Posted: 16/02/2016 at 14:58

Hey Frederico......one last thing......if you're going to build a scrambler on steroids then go whole hog and add a late-70s Darma graphics scheme to it. Still gorgeous after all these years.

Posted: 16/02/2016 at 15:08

@ snave never owned a Ducati myself was tempted to a hypermotard a few years back but saw the reliability and service costs and thought nah , plus the dealer was 40 miles away , when Yamaha can do gaps of 24k miles between valve checks which is always the biggest service on nearly all bikes I do wonder why a lot of other marques do not follow suit , I'm sure there are plenty of riders who don't want a £500+ service bill every 2 or three years on top of normal running costs.

Posted: 16/02/2016 at 15:48

Belts can be had for £30 a pair.  As mentioned, it's fitting the bastards in the birdcage of a frame Ducatis have traditionally had that is the issue.

A mate has to put his in soon for it, and he would rather have it done properly and get the stamp in the book than put himself through all that stress without the proper tools etc.


Supposedly you can eke out the valve clearance intervals to 10-12k after the first two.

Posted: 16/02/2016 at 20:34

I can change belts on my 4v duke and my 2v duke in 30 minutes with no special tools ,,,i do all my own servicing without dropping engines and tune ups as well,,I own 3 ducatis and also dont bother with a hydraulic work bench ,, they are the easiest engines of any bike i have ever owned to work on in 40 years of biking ....

Posted: 17/02/2016 at 15:37

But John you're probably not as multi talented in as many disciplines as some on here!

Posted: 17/02/2016 at 18:10

I am now growing a beard which will need to be zz top esq to qualify for a supersize scrambler,Also i am having some jeans made with 18 inch turnups,open face wont be radical enough for a lid so im making one that is just a skull cap
.strongly considering piercings and tatoos,

Posted: 17/02/2016 at 18:29

Do you suppose you'd be shot on sight if you didn't wear the "uniform"? I'd chance it anyway.

@ John Liddell No doubt it's easy when you know what you're doing.
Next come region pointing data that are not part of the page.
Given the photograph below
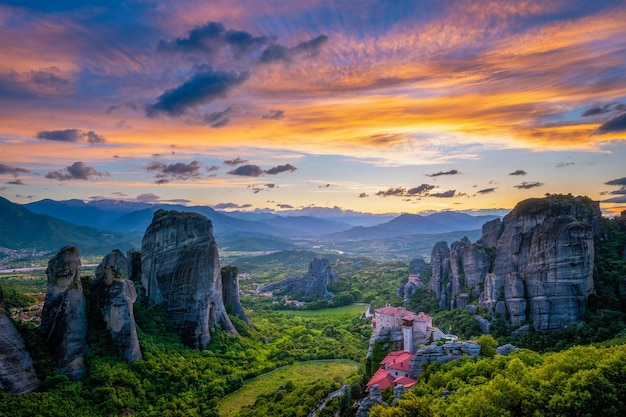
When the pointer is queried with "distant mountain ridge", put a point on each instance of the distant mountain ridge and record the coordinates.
(415, 224)
(21, 229)
(121, 222)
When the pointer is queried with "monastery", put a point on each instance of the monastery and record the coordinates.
(417, 329)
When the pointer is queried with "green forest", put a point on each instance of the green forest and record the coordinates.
(577, 372)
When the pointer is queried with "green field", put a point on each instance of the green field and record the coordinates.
(299, 374)
(348, 312)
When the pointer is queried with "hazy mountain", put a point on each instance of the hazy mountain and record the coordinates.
(21, 228)
(307, 225)
(73, 211)
(354, 218)
(415, 224)
(130, 217)
(252, 243)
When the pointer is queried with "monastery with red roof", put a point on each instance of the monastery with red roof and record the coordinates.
(416, 329)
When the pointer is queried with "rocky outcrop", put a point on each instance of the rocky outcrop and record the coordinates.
(375, 397)
(311, 285)
(116, 297)
(17, 374)
(417, 266)
(535, 266)
(230, 293)
(446, 352)
(181, 273)
(64, 318)
(440, 280)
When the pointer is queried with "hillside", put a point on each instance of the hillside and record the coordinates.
(415, 224)
(20, 229)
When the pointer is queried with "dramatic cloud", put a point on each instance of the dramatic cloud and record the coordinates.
(219, 119)
(247, 171)
(617, 124)
(223, 206)
(446, 194)
(204, 87)
(235, 162)
(273, 115)
(281, 168)
(211, 38)
(128, 105)
(177, 171)
(278, 53)
(255, 170)
(518, 172)
(594, 111)
(437, 174)
(71, 135)
(619, 182)
(620, 200)
(527, 185)
(15, 171)
(421, 190)
(76, 171)
(148, 198)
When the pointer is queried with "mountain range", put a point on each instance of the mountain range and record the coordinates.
(104, 224)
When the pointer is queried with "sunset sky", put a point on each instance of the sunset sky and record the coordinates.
(372, 106)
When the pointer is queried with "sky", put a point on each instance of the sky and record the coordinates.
(374, 106)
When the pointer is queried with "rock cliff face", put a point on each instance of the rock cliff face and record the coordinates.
(314, 283)
(230, 293)
(64, 318)
(450, 351)
(181, 273)
(17, 374)
(116, 296)
(536, 265)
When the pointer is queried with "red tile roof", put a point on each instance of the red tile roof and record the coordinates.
(382, 378)
(407, 382)
(398, 359)
(391, 311)
(404, 313)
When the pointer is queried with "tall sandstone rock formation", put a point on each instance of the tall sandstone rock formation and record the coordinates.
(313, 284)
(17, 374)
(230, 293)
(181, 273)
(116, 298)
(534, 266)
(64, 317)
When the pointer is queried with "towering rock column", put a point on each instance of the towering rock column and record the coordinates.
(64, 318)
(116, 297)
(181, 273)
(230, 291)
(17, 374)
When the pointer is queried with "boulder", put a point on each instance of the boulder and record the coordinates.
(230, 293)
(116, 297)
(536, 265)
(505, 350)
(64, 317)
(180, 272)
(313, 284)
(17, 374)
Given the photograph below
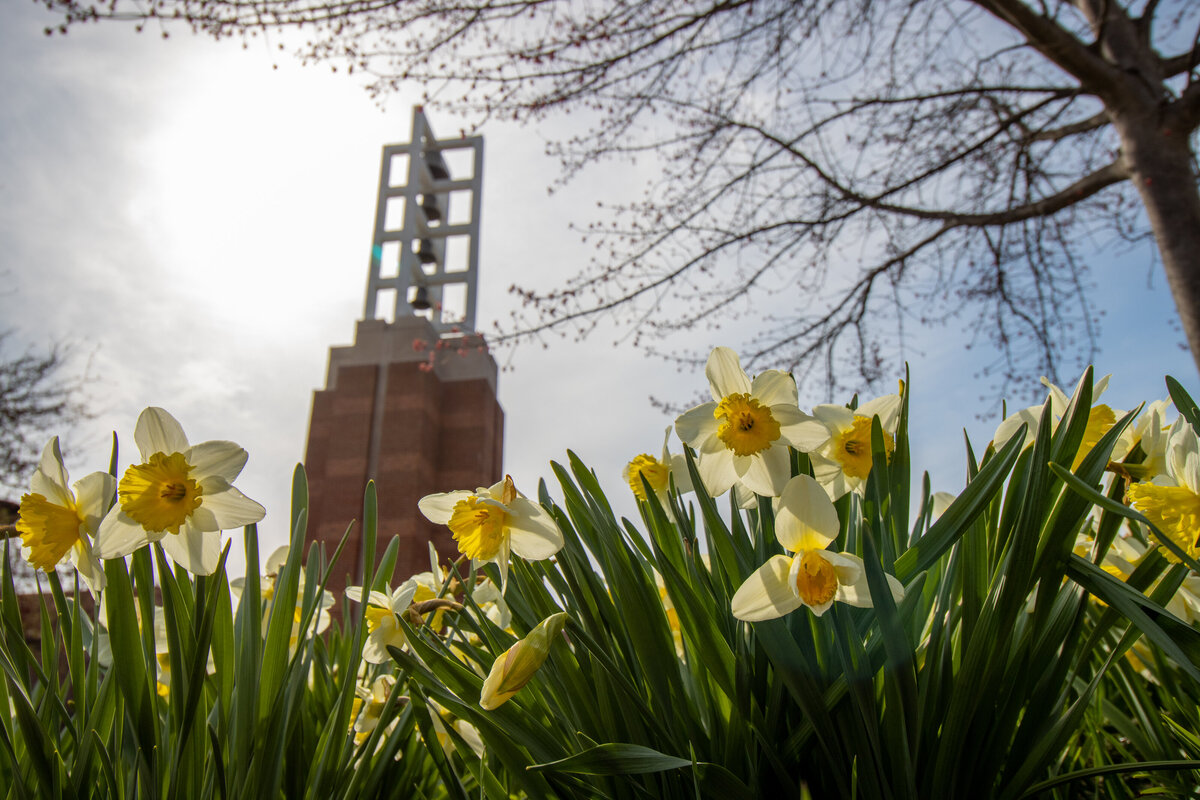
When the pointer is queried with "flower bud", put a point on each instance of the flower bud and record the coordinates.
(515, 667)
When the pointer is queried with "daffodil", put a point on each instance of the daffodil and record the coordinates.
(1171, 501)
(383, 619)
(367, 707)
(742, 437)
(443, 720)
(489, 523)
(274, 564)
(516, 666)
(658, 473)
(807, 523)
(1152, 432)
(57, 523)
(839, 441)
(1101, 419)
(180, 495)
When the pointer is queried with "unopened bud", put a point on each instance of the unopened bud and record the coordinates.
(516, 666)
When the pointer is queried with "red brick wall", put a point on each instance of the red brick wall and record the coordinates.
(436, 434)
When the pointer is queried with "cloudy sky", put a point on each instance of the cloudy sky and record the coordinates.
(197, 226)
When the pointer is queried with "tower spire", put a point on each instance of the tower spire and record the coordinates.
(427, 265)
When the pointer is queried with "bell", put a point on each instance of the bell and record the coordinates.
(421, 299)
(431, 208)
(438, 170)
(425, 252)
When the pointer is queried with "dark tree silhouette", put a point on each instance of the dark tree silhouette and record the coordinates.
(37, 400)
(852, 166)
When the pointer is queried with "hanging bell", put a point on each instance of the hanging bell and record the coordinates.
(437, 164)
(420, 300)
(425, 252)
(431, 208)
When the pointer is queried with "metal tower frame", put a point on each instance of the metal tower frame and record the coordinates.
(421, 271)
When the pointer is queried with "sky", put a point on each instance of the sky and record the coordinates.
(195, 221)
Learning can be expensive, though.

Posted: 17/02/2016 at 22:49

Oversize eh? Does it have a bigger wicker basket on the handlebars to carry all the bigger bits that will fall off?

Posted: 19/02/2016 at 18:24

Here it is an idea for Ducati....a real scrambler. With spoke wheels not alloy wheels, proper suspension to do easy trails...
A flat track would not be bad either.

Why not smaller engines with easy and cheap maintenance....
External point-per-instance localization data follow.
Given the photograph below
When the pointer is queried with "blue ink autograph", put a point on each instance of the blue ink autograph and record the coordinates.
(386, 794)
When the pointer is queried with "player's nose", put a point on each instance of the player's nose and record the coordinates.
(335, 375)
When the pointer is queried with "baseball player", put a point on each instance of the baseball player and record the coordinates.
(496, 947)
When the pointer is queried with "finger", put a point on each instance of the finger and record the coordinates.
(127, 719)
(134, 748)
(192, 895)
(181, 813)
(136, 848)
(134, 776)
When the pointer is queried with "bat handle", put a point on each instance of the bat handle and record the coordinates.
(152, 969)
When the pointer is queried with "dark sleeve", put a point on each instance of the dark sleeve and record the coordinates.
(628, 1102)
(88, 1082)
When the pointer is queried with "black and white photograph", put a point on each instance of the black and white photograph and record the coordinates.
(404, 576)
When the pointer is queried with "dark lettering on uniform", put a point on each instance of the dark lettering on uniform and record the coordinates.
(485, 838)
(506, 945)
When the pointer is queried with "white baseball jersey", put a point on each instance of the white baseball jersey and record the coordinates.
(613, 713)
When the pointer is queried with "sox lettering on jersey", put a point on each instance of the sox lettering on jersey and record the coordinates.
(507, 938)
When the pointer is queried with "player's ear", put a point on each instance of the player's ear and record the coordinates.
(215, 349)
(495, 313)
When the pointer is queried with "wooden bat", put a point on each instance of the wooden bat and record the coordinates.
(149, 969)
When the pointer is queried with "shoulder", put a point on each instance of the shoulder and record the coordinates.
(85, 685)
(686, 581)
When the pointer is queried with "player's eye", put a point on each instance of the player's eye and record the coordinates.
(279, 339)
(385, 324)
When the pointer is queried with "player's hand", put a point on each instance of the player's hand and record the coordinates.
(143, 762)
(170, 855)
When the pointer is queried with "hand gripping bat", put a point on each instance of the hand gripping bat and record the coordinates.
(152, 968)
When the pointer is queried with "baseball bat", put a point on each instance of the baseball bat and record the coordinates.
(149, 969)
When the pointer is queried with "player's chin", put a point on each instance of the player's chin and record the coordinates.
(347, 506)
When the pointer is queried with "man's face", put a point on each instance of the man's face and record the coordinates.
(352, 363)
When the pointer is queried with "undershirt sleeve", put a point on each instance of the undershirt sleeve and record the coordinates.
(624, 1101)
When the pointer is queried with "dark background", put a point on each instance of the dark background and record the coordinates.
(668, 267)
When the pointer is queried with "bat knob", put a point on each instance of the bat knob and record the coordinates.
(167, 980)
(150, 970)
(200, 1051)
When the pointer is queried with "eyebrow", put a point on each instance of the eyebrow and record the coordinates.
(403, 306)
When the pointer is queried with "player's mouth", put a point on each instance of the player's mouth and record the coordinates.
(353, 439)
Posted: 20/02/2016 at 08:25

You can get the Scrambler with spoke wheels Sergio! The classic and Urban Explorer have them as standard.
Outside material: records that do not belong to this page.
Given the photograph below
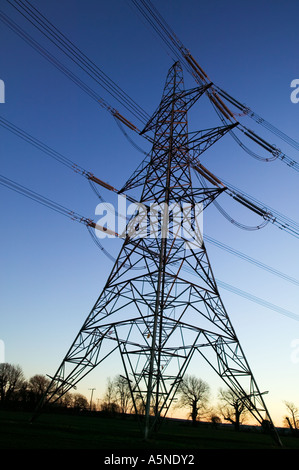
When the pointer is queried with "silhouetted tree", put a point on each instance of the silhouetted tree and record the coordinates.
(232, 407)
(194, 394)
(122, 393)
(37, 386)
(80, 402)
(293, 418)
(11, 381)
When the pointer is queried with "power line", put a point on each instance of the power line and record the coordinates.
(167, 35)
(78, 57)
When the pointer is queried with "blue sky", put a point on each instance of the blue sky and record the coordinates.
(52, 272)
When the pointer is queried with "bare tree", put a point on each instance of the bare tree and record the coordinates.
(11, 380)
(109, 403)
(122, 393)
(293, 419)
(232, 407)
(38, 384)
(194, 394)
(80, 402)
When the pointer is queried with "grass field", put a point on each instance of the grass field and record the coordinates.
(55, 431)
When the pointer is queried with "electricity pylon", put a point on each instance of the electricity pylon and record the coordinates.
(160, 305)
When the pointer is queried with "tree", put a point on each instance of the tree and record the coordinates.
(122, 393)
(37, 386)
(80, 402)
(194, 394)
(232, 408)
(293, 419)
(11, 380)
(109, 404)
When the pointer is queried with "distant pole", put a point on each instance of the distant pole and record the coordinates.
(92, 389)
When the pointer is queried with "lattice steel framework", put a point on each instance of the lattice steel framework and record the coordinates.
(161, 305)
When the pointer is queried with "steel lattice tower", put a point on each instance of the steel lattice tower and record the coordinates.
(161, 305)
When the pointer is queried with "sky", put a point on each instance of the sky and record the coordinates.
(51, 270)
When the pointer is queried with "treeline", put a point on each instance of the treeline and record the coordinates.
(18, 393)
(193, 396)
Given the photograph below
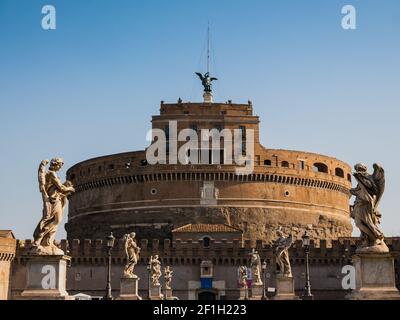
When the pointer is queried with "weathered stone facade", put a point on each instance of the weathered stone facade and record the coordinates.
(292, 189)
(7, 254)
(87, 273)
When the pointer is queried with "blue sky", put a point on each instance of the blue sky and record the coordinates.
(89, 87)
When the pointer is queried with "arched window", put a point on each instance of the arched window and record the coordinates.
(320, 167)
(339, 172)
(206, 242)
(285, 164)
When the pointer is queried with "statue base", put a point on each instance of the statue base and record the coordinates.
(207, 96)
(375, 277)
(129, 289)
(244, 294)
(155, 293)
(285, 288)
(256, 291)
(46, 278)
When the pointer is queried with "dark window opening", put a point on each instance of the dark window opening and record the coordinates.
(206, 242)
(267, 162)
(285, 164)
(339, 172)
(320, 167)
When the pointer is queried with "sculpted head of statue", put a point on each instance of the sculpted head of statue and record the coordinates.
(360, 167)
(56, 164)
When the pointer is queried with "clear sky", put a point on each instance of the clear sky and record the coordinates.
(89, 87)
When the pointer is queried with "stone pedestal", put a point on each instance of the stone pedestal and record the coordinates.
(375, 277)
(256, 291)
(155, 293)
(129, 289)
(285, 288)
(244, 294)
(46, 278)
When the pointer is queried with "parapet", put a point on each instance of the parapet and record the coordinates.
(191, 250)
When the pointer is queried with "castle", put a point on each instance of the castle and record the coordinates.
(203, 219)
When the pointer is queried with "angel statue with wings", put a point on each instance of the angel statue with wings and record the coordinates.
(281, 250)
(132, 251)
(54, 197)
(255, 263)
(243, 276)
(206, 80)
(365, 211)
(155, 270)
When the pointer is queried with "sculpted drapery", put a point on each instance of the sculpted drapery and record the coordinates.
(54, 198)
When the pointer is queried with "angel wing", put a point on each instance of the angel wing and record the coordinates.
(287, 243)
(42, 175)
(126, 236)
(199, 75)
(379, 178)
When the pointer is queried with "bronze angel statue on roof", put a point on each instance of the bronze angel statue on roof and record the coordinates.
(206, 80)
(281, 250)
(365, 211)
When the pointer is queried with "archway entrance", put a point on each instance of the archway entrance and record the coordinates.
(207, 295)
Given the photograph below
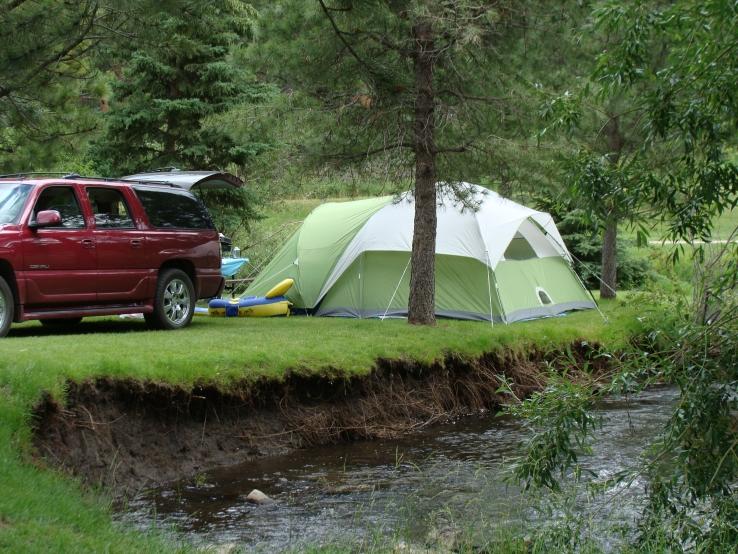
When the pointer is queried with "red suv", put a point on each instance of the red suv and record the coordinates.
(73, 247)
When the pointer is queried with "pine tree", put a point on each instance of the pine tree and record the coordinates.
(175, 80)
(425, 83)
(48, 91)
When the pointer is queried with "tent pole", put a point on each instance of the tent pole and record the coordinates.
(564, 249)
(489, 292)
(396, 289)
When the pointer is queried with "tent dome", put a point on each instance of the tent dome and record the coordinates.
(497, 260)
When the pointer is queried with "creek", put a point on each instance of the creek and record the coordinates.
(420, 488)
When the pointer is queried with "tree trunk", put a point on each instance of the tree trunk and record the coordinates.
(421, 305)
(608, 286)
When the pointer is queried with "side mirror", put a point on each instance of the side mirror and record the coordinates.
(47, 218)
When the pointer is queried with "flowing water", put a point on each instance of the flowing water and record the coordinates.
(416, 488)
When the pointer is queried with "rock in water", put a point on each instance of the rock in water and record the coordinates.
(258, 497)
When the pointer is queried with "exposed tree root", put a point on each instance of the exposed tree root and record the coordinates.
(127, 434)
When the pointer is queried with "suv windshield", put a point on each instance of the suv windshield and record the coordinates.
(12, 198)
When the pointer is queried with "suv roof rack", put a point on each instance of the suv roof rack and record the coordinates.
(65, 174)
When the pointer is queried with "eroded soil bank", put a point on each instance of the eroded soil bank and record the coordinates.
(128, 434)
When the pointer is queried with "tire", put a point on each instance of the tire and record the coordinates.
(7, 307)
(61, 322)
(174, 303)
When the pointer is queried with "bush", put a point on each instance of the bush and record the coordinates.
(584, 241)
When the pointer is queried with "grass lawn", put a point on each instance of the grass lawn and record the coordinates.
(41, 510)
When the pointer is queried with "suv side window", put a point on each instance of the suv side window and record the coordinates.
(110, 209)
(64, 201)
(174, 211)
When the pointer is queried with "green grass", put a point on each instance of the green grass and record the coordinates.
(42, 510)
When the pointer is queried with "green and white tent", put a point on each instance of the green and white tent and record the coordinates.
(502, 262)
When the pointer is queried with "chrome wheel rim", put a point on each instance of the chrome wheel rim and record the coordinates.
(176, 302)
(3, 309)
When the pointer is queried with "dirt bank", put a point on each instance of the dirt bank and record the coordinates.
(128, 434)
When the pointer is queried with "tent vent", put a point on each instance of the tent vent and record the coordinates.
(519, 249)
(543, 296)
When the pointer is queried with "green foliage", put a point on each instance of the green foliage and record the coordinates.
(177, 79)
(354, 106)
(580, 232)
(232, 210)
(46, 511)
(684, 57)
(49, 93)
(560, 421)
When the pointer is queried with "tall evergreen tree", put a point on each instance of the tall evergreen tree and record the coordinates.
(174, 79)
(416, 81)
(48, 92)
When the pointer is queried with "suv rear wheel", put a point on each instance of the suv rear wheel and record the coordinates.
(174, 303)
(7, 307)
(60, 323)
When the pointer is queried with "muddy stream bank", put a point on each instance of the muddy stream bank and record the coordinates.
(426, 489)
(127, 434)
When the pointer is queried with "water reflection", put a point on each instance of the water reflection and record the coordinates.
(412, 487)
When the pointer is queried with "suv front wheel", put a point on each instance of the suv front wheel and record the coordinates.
(7, 307)
(174, 303)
The Scrambler is also more than capable of doing light trails but yes, some slightly softer adjustable suspension would help, but that is a cheap-ish upgrade.

Personally, I think the Scrambler brand absolutely NEEDS a higher performance bike. The current Scrambler is great but for youunger guys like me, who are working our way up the biking ladder, we need something to move up to.

I don't want a superbike or even a super naked with 150+bhp. I want a roadster with 100-120bhp and a few electronics to play with and a simple and classic design.

The Yamaha XSR900 is probably going to be my next bike unless Ducati can produce something compelling and better looking. The XSR is perfect specs wise, it just doesn't have the sex appeal of Ducati's design.

The Scrambler has gotten more admiring comments than any bike I've come across.